It had been nine years since the fair had left the Mazandaran province behind and I had swiftly entered into my nineteenth year.

From time to time the nameless boy would pass through my dreams or unconscious thoughts, haunting me with his memory. Guilt would rest upon my conscience for hours after he came to mind. I would think of him still locked behind those bars, being whipped and goodness knows what else, and I would find myself taking the blame for it. In many ways it was the loss of his freedom that pushed me to working for the Shah, amongst other things.

At seventeen, I was working for the police, doing what I could to ensure the safety of the people residing in the area.
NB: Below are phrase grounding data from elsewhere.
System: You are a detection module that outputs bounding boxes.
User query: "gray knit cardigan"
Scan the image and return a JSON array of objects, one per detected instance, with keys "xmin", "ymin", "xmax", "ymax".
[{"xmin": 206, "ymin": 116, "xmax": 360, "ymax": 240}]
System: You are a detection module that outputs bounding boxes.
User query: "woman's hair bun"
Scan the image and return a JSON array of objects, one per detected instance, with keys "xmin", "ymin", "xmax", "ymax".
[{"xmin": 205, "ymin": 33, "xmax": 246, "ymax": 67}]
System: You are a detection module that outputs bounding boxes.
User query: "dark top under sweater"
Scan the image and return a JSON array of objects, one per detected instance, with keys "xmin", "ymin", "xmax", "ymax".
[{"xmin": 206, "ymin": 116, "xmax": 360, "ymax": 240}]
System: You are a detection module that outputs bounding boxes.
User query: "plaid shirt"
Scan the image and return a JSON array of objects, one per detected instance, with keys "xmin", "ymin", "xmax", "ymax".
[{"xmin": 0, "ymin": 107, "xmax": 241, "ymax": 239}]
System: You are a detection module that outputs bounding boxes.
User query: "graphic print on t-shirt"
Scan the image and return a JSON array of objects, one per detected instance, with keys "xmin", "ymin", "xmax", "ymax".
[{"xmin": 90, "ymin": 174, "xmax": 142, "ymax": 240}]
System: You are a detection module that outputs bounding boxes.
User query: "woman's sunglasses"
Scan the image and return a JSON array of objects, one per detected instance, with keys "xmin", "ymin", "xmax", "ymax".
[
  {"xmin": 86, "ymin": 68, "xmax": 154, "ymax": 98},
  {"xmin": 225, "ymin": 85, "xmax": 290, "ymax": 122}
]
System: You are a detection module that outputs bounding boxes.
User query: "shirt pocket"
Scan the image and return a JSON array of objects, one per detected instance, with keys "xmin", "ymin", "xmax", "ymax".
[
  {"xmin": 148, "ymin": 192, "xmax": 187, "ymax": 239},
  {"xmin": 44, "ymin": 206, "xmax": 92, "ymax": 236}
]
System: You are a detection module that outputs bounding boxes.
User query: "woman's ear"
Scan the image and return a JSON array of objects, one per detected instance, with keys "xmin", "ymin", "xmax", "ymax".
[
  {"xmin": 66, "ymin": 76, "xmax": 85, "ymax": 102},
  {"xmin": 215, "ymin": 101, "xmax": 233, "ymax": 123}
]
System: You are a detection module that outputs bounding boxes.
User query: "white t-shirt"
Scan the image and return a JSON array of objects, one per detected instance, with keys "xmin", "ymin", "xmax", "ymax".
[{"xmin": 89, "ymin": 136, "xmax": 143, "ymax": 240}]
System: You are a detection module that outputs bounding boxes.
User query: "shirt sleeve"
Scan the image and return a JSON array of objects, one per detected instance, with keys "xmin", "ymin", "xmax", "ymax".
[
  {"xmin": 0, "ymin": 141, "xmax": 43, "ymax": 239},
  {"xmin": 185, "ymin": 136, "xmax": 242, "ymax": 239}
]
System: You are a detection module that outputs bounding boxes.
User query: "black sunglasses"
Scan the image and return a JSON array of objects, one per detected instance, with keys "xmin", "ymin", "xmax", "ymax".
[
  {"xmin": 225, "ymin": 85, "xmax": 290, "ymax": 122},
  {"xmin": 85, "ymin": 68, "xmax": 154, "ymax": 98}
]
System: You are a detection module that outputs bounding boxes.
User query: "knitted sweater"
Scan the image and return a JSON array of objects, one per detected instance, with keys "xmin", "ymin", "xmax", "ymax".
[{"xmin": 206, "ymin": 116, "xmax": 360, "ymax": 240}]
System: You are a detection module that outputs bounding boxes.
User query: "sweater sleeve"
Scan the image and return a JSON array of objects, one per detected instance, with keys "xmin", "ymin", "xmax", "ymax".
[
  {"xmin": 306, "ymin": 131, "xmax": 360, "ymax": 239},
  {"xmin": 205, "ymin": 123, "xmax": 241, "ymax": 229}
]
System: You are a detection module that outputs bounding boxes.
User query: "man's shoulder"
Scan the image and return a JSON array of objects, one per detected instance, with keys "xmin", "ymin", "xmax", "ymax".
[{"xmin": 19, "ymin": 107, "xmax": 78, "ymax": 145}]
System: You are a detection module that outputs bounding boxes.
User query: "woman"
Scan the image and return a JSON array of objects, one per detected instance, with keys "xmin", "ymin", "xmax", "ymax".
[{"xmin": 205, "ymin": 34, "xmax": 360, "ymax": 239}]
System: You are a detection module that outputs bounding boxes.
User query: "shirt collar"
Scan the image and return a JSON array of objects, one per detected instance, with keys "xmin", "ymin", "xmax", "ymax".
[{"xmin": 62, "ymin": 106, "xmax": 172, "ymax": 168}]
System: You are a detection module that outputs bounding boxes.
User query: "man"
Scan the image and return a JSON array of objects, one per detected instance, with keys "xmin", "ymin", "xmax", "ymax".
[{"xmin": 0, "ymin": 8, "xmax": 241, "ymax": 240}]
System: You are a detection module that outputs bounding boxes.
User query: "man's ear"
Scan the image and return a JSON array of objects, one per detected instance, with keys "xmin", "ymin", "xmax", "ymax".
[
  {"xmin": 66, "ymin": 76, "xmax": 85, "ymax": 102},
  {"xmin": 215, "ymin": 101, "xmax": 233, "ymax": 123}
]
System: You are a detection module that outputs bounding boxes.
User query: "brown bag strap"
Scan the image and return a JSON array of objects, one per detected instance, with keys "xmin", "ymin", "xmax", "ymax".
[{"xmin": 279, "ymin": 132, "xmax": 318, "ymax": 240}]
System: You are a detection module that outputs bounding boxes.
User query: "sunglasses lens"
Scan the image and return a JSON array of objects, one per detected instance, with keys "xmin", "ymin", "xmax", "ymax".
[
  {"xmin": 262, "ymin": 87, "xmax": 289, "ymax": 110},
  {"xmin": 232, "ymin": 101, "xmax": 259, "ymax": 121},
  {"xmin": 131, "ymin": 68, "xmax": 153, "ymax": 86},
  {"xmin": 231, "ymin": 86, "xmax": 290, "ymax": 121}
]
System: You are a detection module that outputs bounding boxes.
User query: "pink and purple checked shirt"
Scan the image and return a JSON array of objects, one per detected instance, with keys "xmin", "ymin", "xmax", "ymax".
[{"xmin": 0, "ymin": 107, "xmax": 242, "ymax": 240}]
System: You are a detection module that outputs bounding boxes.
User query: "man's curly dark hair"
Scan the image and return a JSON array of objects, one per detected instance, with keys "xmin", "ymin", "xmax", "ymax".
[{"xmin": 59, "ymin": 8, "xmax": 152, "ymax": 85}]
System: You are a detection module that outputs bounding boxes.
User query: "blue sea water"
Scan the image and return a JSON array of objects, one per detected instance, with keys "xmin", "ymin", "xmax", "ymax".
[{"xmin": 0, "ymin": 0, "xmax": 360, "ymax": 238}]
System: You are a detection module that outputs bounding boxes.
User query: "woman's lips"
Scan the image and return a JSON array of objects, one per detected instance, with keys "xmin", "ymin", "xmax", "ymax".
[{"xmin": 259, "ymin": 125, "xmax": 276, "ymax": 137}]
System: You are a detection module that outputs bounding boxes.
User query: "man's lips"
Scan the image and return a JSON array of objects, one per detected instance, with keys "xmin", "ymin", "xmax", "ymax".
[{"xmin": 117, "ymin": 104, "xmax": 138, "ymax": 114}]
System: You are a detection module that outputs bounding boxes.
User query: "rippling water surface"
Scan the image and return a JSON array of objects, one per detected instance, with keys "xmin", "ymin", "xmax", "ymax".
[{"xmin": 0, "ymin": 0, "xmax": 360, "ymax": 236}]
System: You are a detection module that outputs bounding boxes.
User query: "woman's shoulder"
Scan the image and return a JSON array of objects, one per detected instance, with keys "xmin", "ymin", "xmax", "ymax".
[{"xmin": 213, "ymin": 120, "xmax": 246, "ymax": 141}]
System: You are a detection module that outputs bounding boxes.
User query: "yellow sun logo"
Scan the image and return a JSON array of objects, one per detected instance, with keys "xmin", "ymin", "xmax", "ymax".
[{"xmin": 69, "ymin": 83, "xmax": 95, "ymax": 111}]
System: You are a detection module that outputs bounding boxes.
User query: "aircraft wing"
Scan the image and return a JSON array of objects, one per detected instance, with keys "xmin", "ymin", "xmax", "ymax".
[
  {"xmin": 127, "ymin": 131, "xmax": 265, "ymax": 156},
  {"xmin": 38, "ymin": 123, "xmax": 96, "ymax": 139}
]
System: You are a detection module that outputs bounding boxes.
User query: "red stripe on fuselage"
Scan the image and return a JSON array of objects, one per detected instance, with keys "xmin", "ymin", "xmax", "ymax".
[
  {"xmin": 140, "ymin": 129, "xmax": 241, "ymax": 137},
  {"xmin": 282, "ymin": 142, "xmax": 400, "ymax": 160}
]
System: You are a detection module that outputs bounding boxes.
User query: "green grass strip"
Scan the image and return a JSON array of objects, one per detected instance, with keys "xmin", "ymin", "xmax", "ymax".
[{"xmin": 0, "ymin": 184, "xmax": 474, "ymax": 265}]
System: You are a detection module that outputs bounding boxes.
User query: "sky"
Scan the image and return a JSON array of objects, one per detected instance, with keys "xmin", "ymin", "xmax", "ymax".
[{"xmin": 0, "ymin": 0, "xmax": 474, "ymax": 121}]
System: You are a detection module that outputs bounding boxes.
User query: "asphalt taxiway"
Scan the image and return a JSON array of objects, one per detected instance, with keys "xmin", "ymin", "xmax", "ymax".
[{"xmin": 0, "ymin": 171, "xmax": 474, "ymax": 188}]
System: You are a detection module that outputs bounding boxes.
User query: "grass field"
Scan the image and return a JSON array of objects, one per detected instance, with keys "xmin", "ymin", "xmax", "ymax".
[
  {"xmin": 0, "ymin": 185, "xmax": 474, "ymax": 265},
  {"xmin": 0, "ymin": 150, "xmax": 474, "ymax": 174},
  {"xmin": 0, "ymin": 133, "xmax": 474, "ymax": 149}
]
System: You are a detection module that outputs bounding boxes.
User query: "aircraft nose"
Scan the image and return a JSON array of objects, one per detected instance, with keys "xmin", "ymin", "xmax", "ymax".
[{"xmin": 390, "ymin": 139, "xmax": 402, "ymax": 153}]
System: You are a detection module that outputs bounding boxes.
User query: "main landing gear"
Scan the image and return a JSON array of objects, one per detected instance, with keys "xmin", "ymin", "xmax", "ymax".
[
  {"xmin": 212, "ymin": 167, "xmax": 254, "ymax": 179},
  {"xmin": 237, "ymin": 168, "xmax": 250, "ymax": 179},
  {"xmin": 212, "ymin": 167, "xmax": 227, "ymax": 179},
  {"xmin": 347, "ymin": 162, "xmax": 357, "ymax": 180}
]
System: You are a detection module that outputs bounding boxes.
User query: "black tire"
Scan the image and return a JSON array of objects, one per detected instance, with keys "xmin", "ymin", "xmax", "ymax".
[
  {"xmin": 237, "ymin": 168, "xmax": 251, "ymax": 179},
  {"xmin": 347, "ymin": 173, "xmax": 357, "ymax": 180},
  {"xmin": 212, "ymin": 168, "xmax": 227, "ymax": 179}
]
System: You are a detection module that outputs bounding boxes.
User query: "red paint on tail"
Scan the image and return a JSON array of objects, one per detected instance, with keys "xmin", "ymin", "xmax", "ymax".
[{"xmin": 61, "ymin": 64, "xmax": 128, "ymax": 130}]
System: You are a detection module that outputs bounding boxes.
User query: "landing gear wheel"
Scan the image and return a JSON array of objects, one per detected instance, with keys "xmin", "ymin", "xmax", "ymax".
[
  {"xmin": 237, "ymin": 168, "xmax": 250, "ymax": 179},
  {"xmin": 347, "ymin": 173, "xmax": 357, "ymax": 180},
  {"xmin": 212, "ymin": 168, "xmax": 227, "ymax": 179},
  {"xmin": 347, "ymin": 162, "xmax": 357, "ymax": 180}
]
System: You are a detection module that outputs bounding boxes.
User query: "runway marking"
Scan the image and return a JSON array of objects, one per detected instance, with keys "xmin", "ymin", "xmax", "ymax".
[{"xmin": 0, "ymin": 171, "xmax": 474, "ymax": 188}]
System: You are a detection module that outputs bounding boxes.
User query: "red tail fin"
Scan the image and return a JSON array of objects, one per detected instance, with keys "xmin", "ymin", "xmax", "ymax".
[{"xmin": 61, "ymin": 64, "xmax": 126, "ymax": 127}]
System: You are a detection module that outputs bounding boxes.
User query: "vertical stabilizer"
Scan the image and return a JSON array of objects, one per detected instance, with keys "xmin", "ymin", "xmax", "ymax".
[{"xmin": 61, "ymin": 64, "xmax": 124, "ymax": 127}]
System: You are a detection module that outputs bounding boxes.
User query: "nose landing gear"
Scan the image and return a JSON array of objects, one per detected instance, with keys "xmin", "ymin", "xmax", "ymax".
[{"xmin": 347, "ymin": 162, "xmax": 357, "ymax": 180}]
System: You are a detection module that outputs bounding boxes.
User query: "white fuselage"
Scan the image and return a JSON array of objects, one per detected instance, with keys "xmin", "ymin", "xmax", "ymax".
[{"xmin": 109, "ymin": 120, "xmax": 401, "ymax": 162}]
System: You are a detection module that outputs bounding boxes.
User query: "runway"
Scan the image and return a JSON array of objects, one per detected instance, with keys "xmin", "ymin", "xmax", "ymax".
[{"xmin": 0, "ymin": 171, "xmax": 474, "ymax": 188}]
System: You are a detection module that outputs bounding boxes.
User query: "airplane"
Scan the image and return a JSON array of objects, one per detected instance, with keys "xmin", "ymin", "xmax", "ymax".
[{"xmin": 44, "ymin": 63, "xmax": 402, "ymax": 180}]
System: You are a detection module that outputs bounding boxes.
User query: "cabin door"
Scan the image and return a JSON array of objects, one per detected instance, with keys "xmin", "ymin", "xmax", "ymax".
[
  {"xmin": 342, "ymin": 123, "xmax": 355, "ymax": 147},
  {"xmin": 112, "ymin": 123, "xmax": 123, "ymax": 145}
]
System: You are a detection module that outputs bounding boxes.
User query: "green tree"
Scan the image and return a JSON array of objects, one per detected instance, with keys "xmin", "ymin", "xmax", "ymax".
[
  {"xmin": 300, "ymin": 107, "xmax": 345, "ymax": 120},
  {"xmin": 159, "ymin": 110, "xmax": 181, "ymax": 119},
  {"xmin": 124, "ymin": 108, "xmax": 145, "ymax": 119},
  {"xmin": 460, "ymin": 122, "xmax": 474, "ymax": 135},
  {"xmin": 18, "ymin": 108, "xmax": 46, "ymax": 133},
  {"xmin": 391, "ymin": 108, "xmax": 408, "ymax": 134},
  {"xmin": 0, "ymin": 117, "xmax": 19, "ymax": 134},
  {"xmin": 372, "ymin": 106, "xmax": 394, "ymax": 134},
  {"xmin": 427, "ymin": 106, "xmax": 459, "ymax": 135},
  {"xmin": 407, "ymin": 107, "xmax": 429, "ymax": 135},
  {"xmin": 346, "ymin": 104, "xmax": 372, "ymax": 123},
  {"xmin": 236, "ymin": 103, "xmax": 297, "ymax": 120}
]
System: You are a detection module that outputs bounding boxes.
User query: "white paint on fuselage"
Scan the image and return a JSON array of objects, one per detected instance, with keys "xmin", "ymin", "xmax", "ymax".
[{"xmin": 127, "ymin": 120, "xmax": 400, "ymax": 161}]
At nineteen, I had proven myself enough to move up through the ranks and became a commanding officer. By the time I was twenty, I was a part of the royal guard which allowed me to work more closely with the Shah and the rest of the royal family.

I worked unlike any other officer there, and adored the job I had. It didn't take me long to earn different positions within the guard, and quite soon I became one of the Shah's most trusted. Being close to the Shah was a dangerous business, anyone knew that, but I knew that I had nothing to fear.

It still brings a warm smile to my lips to this day when I think of my mother's reaction to hearing this piece of news. She had stared at me when I first walked through her doors and told her. She had then hit my arm, not harshly, and told me that I was lying. I remember laughing and shaking my head and watching her expression change from disbelief to astonishment to pride in a matter of seconds before she enveloped me into a tight hug, laughing. It's one of the reasons I like the job, I love to see my mother smile like that, and unlike her other children who now live far away, Earl being a Doctor and Octavia often spending time with her lover, I am perhaps the only one of her children she sees regularly. To make my mother proud and potentially save the lives of others, or at the very least improve them, is something I adore doing.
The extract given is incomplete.